Coerentemente con un'analisi più attenta egli "agenti dello sviluppo", cioè delle strutture sociali e delle speranze compatibili con le attuali condizioni della popolazione, la FAO e le altre organizzazioni internazionali promuovono ormai da tempo la costruzione di sitemi integrati di "piccole dighe", la cui gestione possa essere affidata alle comunità contadine, senza richiedere grandi strutture burocratiche. I piccoli sbarramenti contribuiscono non solo a regolare il regime delle acque superficiali, ma anche ad arricchire in modo più distribuito le falde sotterranee, tramite l'infiltrazione. Non possono servire a rendere disponibili grandi quantità d'energia, ma potrebbero risollevare l'agricoltura in un continente affamato, nel quale fino ad ora i progetti di sviluppo hanno ottenuto paradossalmente il risultato principale di allontanare i contadini dalle campagne. Le varie agenzie internazionali contano molto sull'azione capillare e sul miglioramento dei sistemi tradizionali, per il rifornimento e il trattamento dell'acqua, dopo la constatazione dei molti fallimenti di "grandi progetti" destinati a generare sviluppo come colpi di bacchetta magica.

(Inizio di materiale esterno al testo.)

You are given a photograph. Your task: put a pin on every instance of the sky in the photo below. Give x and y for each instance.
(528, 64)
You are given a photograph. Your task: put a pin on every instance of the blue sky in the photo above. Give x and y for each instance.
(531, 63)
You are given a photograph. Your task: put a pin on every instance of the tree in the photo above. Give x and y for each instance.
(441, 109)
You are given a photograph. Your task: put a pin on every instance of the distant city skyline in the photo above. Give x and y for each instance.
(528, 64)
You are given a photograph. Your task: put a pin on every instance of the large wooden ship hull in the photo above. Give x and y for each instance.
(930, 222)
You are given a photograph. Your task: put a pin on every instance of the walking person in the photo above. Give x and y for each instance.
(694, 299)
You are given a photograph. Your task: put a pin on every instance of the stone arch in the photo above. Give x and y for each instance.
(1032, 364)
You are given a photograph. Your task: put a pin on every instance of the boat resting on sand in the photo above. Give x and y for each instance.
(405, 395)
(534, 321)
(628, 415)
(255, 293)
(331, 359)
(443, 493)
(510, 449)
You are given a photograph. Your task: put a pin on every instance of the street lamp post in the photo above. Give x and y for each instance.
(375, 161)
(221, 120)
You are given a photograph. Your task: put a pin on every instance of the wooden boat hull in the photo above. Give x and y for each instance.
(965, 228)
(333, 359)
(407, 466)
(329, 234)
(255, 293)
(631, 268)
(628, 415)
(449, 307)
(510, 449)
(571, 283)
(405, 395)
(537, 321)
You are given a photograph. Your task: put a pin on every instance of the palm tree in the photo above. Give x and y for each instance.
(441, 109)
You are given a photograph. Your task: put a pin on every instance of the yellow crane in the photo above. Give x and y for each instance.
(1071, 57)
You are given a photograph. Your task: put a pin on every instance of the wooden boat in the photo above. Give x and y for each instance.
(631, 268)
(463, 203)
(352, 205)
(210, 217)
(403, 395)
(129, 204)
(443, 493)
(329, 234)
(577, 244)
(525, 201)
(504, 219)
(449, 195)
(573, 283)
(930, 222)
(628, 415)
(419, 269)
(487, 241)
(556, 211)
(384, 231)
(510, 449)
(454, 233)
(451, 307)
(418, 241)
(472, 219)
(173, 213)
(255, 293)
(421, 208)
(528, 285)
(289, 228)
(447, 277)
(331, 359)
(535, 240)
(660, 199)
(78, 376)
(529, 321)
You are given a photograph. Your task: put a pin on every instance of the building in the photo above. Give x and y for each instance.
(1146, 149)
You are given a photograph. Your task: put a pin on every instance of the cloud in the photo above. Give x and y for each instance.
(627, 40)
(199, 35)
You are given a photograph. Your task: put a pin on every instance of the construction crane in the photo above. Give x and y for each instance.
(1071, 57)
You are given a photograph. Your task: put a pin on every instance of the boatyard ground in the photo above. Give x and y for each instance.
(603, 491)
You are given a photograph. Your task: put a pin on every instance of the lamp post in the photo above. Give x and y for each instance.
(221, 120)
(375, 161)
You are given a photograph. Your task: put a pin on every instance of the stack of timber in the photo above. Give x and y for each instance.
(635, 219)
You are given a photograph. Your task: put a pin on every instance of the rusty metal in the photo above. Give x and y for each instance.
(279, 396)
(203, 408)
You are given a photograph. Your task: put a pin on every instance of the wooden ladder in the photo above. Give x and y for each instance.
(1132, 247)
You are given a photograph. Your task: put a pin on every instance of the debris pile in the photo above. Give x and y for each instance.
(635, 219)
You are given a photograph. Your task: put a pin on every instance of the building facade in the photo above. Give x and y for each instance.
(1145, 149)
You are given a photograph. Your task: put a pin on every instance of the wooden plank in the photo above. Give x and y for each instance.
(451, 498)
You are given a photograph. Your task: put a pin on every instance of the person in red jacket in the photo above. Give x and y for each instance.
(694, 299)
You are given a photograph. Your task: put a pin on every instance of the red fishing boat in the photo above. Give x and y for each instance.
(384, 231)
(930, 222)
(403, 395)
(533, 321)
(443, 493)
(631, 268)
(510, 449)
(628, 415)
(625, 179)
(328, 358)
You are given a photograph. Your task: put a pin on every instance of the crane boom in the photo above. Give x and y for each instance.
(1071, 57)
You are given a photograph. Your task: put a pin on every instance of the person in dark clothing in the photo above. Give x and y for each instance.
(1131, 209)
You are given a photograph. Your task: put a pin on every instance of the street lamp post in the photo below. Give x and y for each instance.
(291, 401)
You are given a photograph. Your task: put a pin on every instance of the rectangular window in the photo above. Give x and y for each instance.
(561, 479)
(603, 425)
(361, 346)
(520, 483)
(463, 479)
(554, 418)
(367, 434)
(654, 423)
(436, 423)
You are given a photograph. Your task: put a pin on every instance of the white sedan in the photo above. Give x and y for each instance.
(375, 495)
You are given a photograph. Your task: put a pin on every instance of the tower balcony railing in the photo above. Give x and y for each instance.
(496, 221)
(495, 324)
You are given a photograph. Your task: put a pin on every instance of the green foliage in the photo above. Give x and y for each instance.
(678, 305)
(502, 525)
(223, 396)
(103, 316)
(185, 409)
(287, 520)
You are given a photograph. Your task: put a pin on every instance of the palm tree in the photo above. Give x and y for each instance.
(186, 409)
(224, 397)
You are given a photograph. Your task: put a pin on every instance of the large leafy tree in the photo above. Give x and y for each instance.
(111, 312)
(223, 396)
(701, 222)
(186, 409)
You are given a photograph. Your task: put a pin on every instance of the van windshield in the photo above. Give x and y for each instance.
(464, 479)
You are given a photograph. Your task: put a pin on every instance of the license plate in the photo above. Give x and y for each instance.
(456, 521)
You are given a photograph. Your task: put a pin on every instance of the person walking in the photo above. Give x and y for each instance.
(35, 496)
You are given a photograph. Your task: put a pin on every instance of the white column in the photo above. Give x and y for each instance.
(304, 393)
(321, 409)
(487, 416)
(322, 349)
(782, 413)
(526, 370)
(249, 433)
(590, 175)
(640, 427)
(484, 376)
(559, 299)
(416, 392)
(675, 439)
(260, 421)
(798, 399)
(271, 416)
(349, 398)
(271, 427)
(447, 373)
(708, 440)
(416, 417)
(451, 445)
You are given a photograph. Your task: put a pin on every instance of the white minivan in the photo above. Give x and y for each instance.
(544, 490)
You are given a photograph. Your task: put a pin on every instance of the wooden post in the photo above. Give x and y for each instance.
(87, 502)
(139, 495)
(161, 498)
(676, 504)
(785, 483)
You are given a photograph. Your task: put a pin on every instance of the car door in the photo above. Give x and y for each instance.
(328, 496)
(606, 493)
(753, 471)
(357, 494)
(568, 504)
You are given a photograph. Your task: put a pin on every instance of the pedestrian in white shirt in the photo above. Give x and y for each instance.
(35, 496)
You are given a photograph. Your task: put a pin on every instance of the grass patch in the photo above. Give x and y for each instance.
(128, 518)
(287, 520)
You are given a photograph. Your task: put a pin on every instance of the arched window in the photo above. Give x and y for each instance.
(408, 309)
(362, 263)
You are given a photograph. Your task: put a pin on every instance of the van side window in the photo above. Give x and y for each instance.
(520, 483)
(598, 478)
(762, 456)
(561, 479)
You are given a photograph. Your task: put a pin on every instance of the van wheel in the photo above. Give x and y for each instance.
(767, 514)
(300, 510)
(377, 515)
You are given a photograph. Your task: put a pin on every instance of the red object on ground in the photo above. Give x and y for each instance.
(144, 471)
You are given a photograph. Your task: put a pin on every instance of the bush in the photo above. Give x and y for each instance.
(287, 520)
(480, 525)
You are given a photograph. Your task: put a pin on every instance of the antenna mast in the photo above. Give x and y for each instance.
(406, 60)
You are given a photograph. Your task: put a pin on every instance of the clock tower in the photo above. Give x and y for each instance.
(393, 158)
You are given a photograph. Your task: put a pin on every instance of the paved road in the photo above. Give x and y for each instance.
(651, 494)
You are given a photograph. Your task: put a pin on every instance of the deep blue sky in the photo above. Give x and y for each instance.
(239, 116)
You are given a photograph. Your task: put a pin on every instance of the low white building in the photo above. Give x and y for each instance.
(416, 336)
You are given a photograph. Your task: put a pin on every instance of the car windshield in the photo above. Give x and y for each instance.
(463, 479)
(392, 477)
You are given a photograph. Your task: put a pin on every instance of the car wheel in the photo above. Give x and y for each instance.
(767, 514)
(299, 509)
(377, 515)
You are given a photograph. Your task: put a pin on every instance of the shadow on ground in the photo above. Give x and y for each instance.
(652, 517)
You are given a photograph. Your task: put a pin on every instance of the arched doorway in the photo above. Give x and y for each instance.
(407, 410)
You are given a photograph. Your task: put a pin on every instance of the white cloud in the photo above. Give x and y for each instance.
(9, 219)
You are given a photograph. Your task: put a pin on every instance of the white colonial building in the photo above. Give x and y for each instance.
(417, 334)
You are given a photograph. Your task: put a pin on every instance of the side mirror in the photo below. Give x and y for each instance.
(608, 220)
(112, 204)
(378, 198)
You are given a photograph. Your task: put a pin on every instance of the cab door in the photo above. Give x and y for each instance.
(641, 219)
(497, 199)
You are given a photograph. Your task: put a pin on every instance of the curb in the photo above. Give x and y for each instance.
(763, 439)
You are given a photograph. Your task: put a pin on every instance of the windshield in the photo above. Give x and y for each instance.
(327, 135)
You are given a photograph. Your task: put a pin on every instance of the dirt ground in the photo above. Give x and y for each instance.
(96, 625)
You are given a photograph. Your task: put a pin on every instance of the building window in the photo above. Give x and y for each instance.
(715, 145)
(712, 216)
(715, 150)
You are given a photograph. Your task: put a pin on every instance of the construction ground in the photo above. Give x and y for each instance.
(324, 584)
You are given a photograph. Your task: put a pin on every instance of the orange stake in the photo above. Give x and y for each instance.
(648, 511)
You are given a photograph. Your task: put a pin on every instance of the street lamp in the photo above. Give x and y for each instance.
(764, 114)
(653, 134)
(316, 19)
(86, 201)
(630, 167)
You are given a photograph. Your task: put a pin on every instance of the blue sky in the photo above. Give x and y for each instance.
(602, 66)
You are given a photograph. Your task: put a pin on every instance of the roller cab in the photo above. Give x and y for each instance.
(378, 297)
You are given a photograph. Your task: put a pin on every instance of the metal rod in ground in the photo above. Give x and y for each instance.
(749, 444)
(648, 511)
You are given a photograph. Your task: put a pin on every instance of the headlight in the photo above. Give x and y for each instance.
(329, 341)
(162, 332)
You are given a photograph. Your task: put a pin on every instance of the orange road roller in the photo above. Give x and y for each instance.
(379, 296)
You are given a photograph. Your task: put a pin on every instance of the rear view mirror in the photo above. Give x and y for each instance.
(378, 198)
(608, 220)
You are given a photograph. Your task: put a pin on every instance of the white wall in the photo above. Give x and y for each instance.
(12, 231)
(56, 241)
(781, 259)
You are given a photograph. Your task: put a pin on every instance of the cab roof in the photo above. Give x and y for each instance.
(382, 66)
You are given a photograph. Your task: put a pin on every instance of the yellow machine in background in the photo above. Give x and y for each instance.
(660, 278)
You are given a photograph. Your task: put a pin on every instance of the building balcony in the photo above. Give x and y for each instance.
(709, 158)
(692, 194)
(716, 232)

Le tecnologie concepite o adattate in modo endogeno dai paesi in via di sviluppo possono in molti casi convenire meglio a quei sistemi economici ed ecologici che non trapiantate o importante, senza essere adattate. Tale pratica ha spesso comportato la degradazione delle potenzialità agricole del paese ricevente o la diminuzione della produzione agricola... mentre tecniche antiche e sperimentate sono state abbandonate solo perché considerate "fuori moda".
"I progetti di sistemazione idraulica, come la costruzione di dighe, hanno sempre un impatto ecologico, indipendentemente dal luogo in cui si realizzano".
(Mostafa Kamal Tolba, Segretario del Programma ONU per l'Ambiente, 1982)
D'altra parte, i progetti di grandi opere continuano ad essere studiati dai Governi e dai loro esperti: qualche anno fa, l'Unione Sovietica progettava la deviazione di alcuni grandi fiumi siberiani verso le pianure interne del Paese, con il rischio di gravi alterazioni climatiche. Tunisia e Algeria vorrebbero incanalare le acque del Mediterraneo verso un'ampia e antica depressione interna, per rendere un po' più umido il clima di quella parte del deserto, e gli Israeliani progettano un canale per arricchire il Mar Morto, sempre con acqua prelevata dal Mediterraneo. Gli Stati Uniti hanno in cantiere lo sbarramento della Baia di James, una parte della Baia di Hudson grande come l'intero Mar Adriatico, allo scopo di addolcirne le acque con l'apporto dei fiumi che vi sboccano. Due grandi progetti, indicati nella cartina, vorrebbero stabilizzare il livello delle acque nel lago Ciad, con acque prelevate dal bacino del Congo. Nessuno di questi progetti è prevedibile appieno, per le conseguenze ambientali indotte: i mutamenti climatici non avverrebbero in una zona sola, ma all'interno di sistemi interregionali complessi. Le opinioni degli esperti sull'impatto ambientale dei grandi progetti sono spesso divergenti, e anche i modelli di simulazione più sofisticati non appaiono capaci di prevedere tutte le possibili variazioni indotte sul clima del Pianeta.